Edith Runekill drives silently a while. She hears a siren off in the distance, in the direction of New Luskan, and speeds up.
Grim glances towards the mirror at the sound of the sirens, then back out at the fields and takes another swig from her flask
Edith Runekill: "It's just... this place is always gonna be the context I came from. A lot's changed about me since I left-- or even before I left, in the run-up to making that choice-- but I still got a lot of it in me, too. I talk Plaguelands. I still get a thrill outta driving like I am right now, all alone on the road.
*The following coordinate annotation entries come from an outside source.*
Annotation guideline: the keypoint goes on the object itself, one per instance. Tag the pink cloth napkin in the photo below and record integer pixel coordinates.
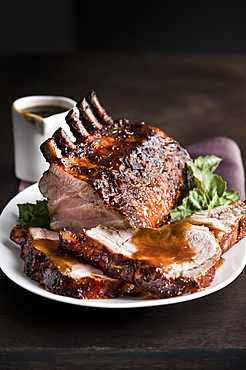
(230, 169)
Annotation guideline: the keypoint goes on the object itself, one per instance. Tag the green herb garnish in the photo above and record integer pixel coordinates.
(210, 191)
(34, 215)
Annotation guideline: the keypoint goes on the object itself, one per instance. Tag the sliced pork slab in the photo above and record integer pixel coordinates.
(227, 223)
(169, 261)
(115, 173)
(59, 272)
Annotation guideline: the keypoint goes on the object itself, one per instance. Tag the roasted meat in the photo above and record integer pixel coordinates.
(169, 261)
(175, 259)
(59, 272)
(227, 223)
(114, 173)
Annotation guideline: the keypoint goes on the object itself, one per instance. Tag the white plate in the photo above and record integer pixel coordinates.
(12, 265)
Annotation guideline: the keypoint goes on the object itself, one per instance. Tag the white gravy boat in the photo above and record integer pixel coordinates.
(31, 130)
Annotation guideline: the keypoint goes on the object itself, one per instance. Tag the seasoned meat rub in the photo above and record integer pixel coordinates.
(115, 173)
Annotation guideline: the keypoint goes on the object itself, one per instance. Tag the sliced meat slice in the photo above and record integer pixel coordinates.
(227, 223)
(59, 272)
(169, 261)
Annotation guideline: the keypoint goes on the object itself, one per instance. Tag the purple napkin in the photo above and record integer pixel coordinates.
(230, 169)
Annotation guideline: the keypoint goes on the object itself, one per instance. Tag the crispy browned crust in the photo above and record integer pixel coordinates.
(138, 170)
(40, 268)
(138, 272)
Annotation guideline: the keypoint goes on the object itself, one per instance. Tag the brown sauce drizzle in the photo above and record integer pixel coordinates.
(165, 245)
(62, 260)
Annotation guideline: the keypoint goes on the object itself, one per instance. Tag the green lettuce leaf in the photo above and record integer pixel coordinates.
(34, 215)
(210, 191)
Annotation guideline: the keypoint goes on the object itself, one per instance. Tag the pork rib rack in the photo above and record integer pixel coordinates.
(115, 173)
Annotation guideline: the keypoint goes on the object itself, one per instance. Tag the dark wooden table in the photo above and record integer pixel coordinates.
(189, 97)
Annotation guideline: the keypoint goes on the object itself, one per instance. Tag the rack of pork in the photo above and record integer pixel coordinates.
(109, 194)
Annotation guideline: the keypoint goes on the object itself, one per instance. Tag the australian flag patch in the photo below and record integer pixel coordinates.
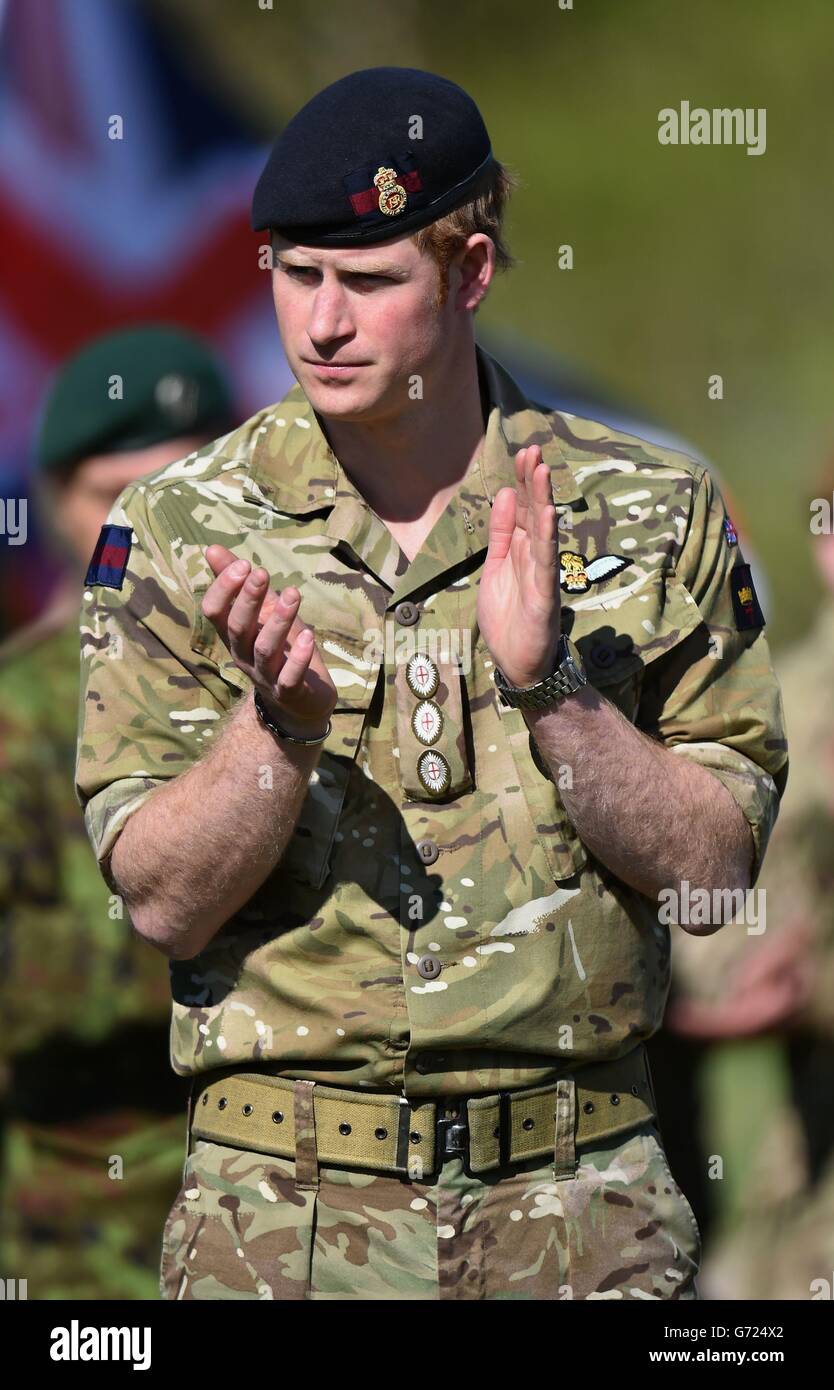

I still believe in Auril, even if... even if Pastor Jack tried to hurt me...? I still look at this landscape and think home. But it's not, it's not, it's not."
Grim: "S'where you come from. Like I come from the far out desert, no matter how far I go." She's staring off at the endless fields in the dark. "I come out've ash 'n ghosts, 'n that sticks. Don't matter where you live after. But it matters how y'choose to live, after."
Edith Runekill: "Yeah... and. And I case how I chose to live, in the end, was in the city. Even though it's somewhere where the stars don't shine, where everyone's all cramped together, where there's smog in the air."
"Or... or no. Maybe what I really chose... was this."
"Chasing Szass Tam halfway across Faerun."
"Since it seems... like the right thing to do?"
"I dunno."
Grim smiles a little
Grim: "Don't know myself, Runekill. But I know I don't regret a second, bein' out here with y'all."
Edith Runekill: "I... regret a few seconds, maybe. Like when I jumped outta that car."
"And frankly I regret thinking going out here again would be a good idea at all?"
"But... but I don't regret... I don't regret this."
"This... whole... thing..."
Grim snorts and glances at Edith
Grim: "Y'gave it your best. Don't ever go havin' regrets on that account."
"Truth be told, I wish I could go on with the. uh..." she trails off searching for a word. "The...faith you got."
"In people. In places. In history turnin' out right."
"I got no faith in folks. S'how it took me so long comin' around to all y'all."
They finish their heart-to-heart by noticing the police are behind and closing in. Being the only speeding car on the road near a scene of wanton arson has a way of making you a target.
Grim glances at the police lights in the mirror and purses her lips
Grim: "Shit, we gotta lose this heat."
"Else Syd'll be real disappointed."
Edith Runekill: [Infernal] "Shit, I thought they'd still be back in town..."
[Infernal] "Fucking shit-ass fucking pigs fuck them."
[Common] "Don't worry, I'm sure we can shake 'em."
Grim glances at Edith. She has no idea what any of those words mean, but it's weirdly hot.
Grim will never admit it
Grim: "You done this before?"
Edith Runekill: "...no. Not... not as such."
"I know some side-roads, though."
Grim: "Alright, so let's get it right first time."
Grim nods to Edith and sits forward, squinting at the stars to get a bearing on where they are
Edith Runekill makes a truly alarming hairpin turn past a billboard for fantasy Burmashave onto a rocky dirt road.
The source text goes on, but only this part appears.